# Relative extrema of absolute functions

1. Jan 23, 2010

### John O' Meara

Find the relative extrema of $$f(x)=|3x-x^2|$$.
Normally you solve f'(x)=0 to find the critical points, in that case we have 3-2x=0 => x=3/2. However there are two other relative extrema that I cannot find by calculus as the absolute nature of f(x) has confused me. Indeed doing a sign analysis on the points x=0 and 3; shows that these points are not extrema points! I am studing on my own, Please help, Thanks.

2. Jan 23, 2010

### CRGreathouse

Split the function into two parts, where neither have absolute value bars,using the definition of absolute value.

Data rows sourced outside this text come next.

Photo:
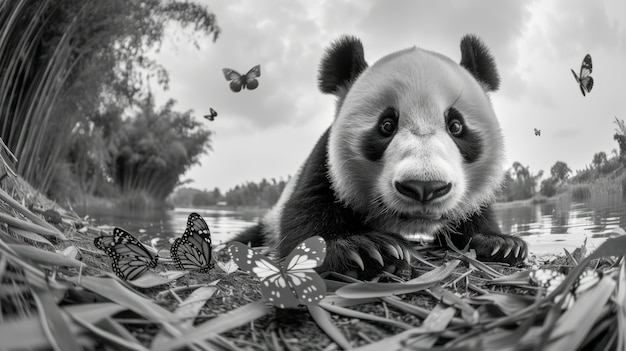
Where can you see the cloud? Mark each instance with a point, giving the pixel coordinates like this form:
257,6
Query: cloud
269,131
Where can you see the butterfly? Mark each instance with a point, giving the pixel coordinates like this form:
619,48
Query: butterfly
585,81
212,114
550,279
238,81
296,283
192,251
130,257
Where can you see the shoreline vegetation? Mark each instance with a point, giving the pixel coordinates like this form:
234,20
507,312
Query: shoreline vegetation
452,302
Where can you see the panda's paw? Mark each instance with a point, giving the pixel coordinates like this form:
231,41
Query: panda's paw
365,256
499,248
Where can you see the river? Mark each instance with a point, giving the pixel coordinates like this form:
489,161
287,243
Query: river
547,227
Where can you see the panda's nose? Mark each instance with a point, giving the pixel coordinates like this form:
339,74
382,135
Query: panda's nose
423,191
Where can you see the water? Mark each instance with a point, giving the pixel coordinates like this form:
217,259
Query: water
548,227
166,224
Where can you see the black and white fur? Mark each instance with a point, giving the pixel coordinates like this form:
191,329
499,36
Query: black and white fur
415,148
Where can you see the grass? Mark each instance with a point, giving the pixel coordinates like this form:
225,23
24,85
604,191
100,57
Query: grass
461,304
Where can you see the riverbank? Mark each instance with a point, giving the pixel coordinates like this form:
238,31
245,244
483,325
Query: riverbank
453,301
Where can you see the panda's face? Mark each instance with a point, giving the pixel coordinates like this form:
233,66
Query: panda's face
415,144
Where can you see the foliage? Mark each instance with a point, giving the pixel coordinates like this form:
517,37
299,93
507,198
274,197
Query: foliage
519,183
155,147
263,194
548,187
560,171
61,58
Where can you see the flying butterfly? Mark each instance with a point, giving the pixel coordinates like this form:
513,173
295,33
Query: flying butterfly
239,82
130,257
212,114
550,279
291,285
584,79
192,251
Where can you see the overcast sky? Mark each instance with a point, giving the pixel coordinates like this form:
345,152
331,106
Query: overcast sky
268,132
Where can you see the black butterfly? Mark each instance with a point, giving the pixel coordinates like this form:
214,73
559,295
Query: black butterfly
192,251
212,114
585,81
238,81
130,257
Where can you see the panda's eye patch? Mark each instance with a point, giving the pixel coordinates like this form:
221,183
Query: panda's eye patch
388,121
455,127
455,122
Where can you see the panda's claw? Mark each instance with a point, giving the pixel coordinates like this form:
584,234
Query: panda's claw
496,249
357,259
376,255
393,251
400,252
507,252
407,256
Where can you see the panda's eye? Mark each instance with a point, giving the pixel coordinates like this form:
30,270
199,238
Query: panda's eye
387,126
455,127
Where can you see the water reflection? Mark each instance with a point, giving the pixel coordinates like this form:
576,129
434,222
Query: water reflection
167,224
547,227
561,221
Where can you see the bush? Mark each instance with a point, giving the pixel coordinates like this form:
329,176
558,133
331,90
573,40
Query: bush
548,187
581,192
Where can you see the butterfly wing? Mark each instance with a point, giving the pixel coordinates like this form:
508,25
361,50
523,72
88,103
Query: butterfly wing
274,286
584,79
249,78
192,251
212,114
130,257
308,286
237,81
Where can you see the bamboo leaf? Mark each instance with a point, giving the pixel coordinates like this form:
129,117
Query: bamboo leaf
28,235
322,318
53,324
45,257
217,325
356,314
576,322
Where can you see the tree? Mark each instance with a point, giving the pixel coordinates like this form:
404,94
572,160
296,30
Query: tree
599,159
560,171
61,58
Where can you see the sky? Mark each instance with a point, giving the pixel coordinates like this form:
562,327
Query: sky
268,132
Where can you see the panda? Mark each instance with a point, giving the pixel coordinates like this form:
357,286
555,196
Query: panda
414,149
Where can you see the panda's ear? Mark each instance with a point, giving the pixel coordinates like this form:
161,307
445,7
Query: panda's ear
475,57
341,65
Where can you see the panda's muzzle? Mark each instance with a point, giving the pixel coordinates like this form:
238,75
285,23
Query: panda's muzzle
423,191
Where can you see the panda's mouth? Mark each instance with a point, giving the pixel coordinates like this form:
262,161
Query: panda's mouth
424,216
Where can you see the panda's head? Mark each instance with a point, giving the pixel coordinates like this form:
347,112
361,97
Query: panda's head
415,144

Then find the critical points of each, and adjoin the point where the two meet (probably another relative extremum).

3. Jan 23, 2010

### John O' Meara

Ok,
|x| = x if x > 0, -x if x < 0. |3x-x^2|= 3x-x^2 if x>3, I do not know the rest?

4. Jan 23, 2010

### John O' Meara

I think I have it now, |3x-x^2|= (x-3)^2 if x>3, 3x-x^2 if 0< x <3, -x^2 if x<0

5. Jan 24, 2010

### HallsofIvy

Your first statement is incorrect. "Critical points" are points where the derivative is 0 or where the derivative does not exist.

The derivative does not exist where f(x)= 0. That is, at x=0 or at x= 3. Since the value of f is 0 there and the absolute value cannot be negative, they are obviously local minima.